How to Be A Wise Consumer of Psychological Research

Evaluate research-based claims to become a better consumer of products and services that shape your daily life.

It is difficult to turn the pages of a newspaper without coming across a story that makes an important claim about human nature: what causes divorce, how men and women differ psychologically, how work-related stress influences physical illness. Surveys analyze how people will vote in an upcoming election or what proportion of Americans routinely wear seat belts. Advertisements promise everything from improving your memory by listening to subliminal tapes, to helping you become more popular. Being able to evaluate research claims objectively is an important skill. Separating the scientific wheat from the chaff can influence how you vote, whether you adopt a new diet, or whether you decide to get professional help for a child with a learning disorder. As consumers of both products and ideas, we all need to know the difference between carefully and poorly conducted research.

Show Me the Data! Looking at Evidence

The most important lesson about being a wise consumer of psychological research is that, from a scientific perspective, all claims require evidence, not just opinions. Scientists who evaluate research claims behave like ideal jury members who are asked to evaluate claims made by prosecuting attorneys. They begin with the skeptical assumption that all claims are false (the defendant is innocent until proven guilty; the diet plan is ineffective; testosterone plays no role in aggression). Only after considering the strengths and weaknesses of the evidence relevant to a claim do jurors and scientists decide whether to accept the claims of those doing the claiming (prosecuting attorneys, advertisers, scientists). This decision to accept or reject a claim is best made by paying careful attention to the methods that served as the basis for a specific claim. 

In short, sound research methods lead to more valid research conclusions. 

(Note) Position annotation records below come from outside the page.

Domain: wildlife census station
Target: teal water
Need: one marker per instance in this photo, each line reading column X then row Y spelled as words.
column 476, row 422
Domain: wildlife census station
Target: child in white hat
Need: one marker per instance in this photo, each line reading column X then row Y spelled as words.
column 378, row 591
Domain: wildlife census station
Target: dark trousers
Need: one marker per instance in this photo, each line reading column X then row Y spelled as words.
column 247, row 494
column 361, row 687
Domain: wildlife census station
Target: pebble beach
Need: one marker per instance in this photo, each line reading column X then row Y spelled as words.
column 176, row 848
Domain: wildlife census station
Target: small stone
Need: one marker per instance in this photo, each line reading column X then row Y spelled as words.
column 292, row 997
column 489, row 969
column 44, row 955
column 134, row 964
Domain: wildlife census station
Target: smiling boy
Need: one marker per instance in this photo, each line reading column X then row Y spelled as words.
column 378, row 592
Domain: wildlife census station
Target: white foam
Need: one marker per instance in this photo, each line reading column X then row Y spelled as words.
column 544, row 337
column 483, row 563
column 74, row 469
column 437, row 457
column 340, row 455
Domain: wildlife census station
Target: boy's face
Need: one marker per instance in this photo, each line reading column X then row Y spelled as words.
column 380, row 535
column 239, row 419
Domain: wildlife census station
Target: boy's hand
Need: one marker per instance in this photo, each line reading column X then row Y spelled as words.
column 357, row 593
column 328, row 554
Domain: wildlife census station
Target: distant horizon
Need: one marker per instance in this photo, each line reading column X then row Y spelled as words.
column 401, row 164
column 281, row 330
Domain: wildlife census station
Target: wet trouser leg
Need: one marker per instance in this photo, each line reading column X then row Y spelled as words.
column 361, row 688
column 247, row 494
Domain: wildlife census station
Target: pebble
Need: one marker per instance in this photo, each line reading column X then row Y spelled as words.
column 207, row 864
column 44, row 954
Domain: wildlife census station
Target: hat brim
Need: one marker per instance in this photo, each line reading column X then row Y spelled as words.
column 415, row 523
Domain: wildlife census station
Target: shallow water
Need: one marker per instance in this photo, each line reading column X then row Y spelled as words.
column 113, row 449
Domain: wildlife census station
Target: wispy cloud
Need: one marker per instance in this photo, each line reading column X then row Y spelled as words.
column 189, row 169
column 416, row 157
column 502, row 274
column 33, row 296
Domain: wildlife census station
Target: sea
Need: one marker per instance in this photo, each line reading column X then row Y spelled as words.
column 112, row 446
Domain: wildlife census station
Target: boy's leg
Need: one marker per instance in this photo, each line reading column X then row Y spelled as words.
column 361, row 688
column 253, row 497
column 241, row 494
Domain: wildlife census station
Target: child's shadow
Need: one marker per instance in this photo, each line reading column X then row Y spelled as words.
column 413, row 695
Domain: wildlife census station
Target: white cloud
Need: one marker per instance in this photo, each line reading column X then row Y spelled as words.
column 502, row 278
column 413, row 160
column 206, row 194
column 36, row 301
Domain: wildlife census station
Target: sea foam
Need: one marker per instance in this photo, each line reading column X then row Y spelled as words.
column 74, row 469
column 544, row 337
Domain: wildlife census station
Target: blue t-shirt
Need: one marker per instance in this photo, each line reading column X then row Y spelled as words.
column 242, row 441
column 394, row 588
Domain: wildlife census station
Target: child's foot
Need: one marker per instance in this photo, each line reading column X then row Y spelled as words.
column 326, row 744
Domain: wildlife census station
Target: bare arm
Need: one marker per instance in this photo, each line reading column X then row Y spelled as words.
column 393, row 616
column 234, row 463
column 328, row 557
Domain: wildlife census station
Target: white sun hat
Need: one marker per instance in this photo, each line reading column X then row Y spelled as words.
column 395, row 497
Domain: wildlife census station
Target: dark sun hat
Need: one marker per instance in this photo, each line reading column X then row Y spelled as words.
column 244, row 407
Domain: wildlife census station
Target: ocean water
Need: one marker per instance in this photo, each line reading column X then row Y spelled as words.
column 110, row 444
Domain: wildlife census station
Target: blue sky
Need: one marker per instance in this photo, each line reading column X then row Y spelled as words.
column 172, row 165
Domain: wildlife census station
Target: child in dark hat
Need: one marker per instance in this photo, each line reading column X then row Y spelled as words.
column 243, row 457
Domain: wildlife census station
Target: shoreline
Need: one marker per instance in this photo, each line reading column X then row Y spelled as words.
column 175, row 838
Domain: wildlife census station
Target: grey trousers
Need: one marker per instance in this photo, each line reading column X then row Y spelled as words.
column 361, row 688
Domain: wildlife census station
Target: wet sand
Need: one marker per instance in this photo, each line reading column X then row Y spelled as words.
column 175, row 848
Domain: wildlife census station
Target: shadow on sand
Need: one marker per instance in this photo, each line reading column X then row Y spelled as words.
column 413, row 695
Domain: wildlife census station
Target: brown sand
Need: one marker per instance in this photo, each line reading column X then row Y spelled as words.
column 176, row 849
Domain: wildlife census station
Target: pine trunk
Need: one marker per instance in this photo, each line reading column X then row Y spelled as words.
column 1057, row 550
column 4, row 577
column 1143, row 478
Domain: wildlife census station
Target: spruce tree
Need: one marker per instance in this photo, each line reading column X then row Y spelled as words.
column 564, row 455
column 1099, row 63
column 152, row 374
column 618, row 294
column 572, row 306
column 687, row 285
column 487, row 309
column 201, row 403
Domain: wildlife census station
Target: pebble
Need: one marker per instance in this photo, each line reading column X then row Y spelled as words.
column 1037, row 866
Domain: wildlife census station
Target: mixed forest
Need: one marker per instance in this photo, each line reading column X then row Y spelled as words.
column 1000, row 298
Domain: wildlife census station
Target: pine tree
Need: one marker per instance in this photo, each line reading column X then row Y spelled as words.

Behavioral scientists have hundreds of tools in their methodological toolboxes; two of these tools turn out to be much more important than any others. Understanding the nature and purpose of these two tools is thus the first step to becoming an educated consumer of psychological research. The two tools that lie at the heart of sound research methods are random sampling and experimental manipulation based on random assignment.

Says Who? Random Sampling

When behavioral scientists want to assess the attitudes or preferences of very large groups of people (e.g., American voters, Asian-American college students, human beings), they face a seemingly insurmountable problem. It is usually impossible to ask every member of a very large group what he or she thinks, feels or does. However, behavioral scientists have solved this tricky problem by developing a technique called random sampling. When survey researchers use random sampling, they select a very small proportion of the people from within a very large sample (e.g., 1,000 out of 50 million registered voters). They then estimate what the entire population is like on the basis of the responses of those sampled. The key to getting an accurate estimate is the use of random sampling. Random sampling refers to selecting people from a population so that everyone in the entire population (e.g., all registered voters in the U.S.) has an equal chance of being selected. This turns out to be an incredibly powerful technique. If every person in a group of 50 million voters really does have an equal chance of being selected into a national survey, then the results of the survey based on 1,000 people will almost always prove to resemble the results for the total population.

An excellent example of the importance of random sampling can be found in the 1936 U.S. presidential election. Prior to that election, the Literary Digest sent postcards to more than 10 million Americans, asking them to report who they planned to vote for in the upcoming election. Among the 2 million Americans who returned the postcards, Alf Landon was the overwhelming favorite. In contrast, a much smaller survey conducted by the recently-formed Gallup group yielded very different results. Based on the responses of only a few thousand likely voters, the Gallup poll suggested that Franklin D. Roosevelt would be the winner. If you pull a dime out of your pocket, and look to see whose face is there, you'll see that the Gallup pollsters were correct. FDR won in a landslide, and Alf Landon faded into obscurity. How did the Gallup poll, based on many fewer people, outperform the enormous Literary Digest poll? The Gallup pollsters came very close to performing a true random sample of likely voters. In contrast, the Literary Digest sampled people by taking names from automobile registrations and telephone listings. In 1936, people who owned cars and phones were usually pretty wealthy — and wealthy people overwhelming preferred Alf Landon.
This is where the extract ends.